Low mitochondrial function is akin to immunosuppression

While most people intuitively link metabolic rate with things like weight and exercise/athletic performance, few people realize that since everything in the body (including its structure) is dependent on energy production, our immune system function and response to infections is also largely controlled by mitochondrial function. Medicine so far has not been able to properly explain why vulnerability to infections increases with age (hint: metabolic rate plummets with age), even in people who have intact thymus glands (which tend to atrophy in aging). During the COVID-19 pandemic, the higher mortality rate was seen in seemingly unrelated groups of people. Some of the deaths were in the groups of “usual suspects” – people with obesity, diabetes, CVD, or on immunosuppressive drugs. Yet, other groups composed of lean, very physically active people also had high mortality rates. Finally, the (in)famous “obesity paradox” reared its head again even in this infectious disease situation and doctors have been scratching their heads about these seemingly paradoxical findings. Well, as the study below suggests, it may all come down to mitochondrial function, at least in kids. Namely, the necessary conversion of B-cells into plasma cells is impaired due to low(er) energy production and since the latter is responsible for antibody production people with such energetic deficiency have impaired antibody response to viral and bacterial infections, and even minor infections in such people can be deadly. This finding is corroborated by the recent findings that raising mitochondrial NAD+ levels is therapeutic for COVID-19, likely due to the improved OXPHOS that elevated NAD+ engenders.
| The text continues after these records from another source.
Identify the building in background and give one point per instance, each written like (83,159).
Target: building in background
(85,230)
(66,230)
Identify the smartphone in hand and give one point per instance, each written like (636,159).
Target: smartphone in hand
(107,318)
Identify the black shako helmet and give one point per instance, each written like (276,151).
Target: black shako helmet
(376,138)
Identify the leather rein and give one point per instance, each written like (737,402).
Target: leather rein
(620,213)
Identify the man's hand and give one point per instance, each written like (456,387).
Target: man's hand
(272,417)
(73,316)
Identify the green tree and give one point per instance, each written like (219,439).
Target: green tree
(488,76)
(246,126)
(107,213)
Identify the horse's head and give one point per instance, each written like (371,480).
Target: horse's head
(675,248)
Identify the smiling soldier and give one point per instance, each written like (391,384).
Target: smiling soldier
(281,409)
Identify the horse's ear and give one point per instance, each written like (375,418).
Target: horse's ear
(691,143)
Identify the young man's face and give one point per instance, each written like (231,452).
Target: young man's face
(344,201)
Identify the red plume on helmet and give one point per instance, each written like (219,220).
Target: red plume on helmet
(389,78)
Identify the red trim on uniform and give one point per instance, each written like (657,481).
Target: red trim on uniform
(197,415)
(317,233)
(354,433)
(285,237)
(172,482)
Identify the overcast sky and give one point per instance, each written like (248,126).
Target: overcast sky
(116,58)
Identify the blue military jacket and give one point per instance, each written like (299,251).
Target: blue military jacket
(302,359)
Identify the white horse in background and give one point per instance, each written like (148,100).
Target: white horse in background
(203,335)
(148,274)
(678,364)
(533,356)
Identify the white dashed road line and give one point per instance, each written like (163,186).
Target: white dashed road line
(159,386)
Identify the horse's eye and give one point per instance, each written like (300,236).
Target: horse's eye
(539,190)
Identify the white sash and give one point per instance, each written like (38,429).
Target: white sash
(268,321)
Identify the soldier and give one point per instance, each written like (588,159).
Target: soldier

“…In a new study, National Institutes of Health (NIH) researchers found that altered B cell function in children with mitochondrial disorders led to a weaker and less diverse antibody response to viral infections. The study, published in Frontiers in Immunology, was led by researchers at the National Human Genome Research Institute (NHGRI), who analyzed the gene activities of immune cells in children with mitochondrial disorders and found that B cells, which produce antibodies to fight viral infections, are less able to survive cellular stress. “Our work is one of the first examples to study how B cells are affected in mitochondrial disease by looking at human patients,” said Eliza Gordon-Lipkin, M.D., assistant research physician in NHGRI’s Metabolism, Infection and Immunity Section and co-first author of the paper.”

“…Using a genomic technique called single-cell RNA sequencing, which analyzes gene activity in different cell types, researchers studied immune cells found in blood. These cells include different types of white blood cells that help the body fight infections. During stressful conditions, these cells produce a microRNA called mir4485. MicroRNAs are small strings of RNA that help control when and where genes are turned on and off. mir4485 controls cellular pathways that help cells survive. “We think that B cells in these patients undergo cellular stress when they turn into plasma cells and produce antibodies, and these B cells then try to survive by producing the microRNA to cope,” said Dr. McGuire. “But the B cells are too fragile due to their limited energy, so they are unable to survive the stressful conditions.” Researchers used a technique called VirScan to look at all past viral infections, assess how well the immune system fought those infections and see the effects of B cells and plasma cells on antibody production. With a weaker antibody response, the immune systems in children with mitochondrial disorders are less able to recognize and neutralize invading viruses and clear infections.”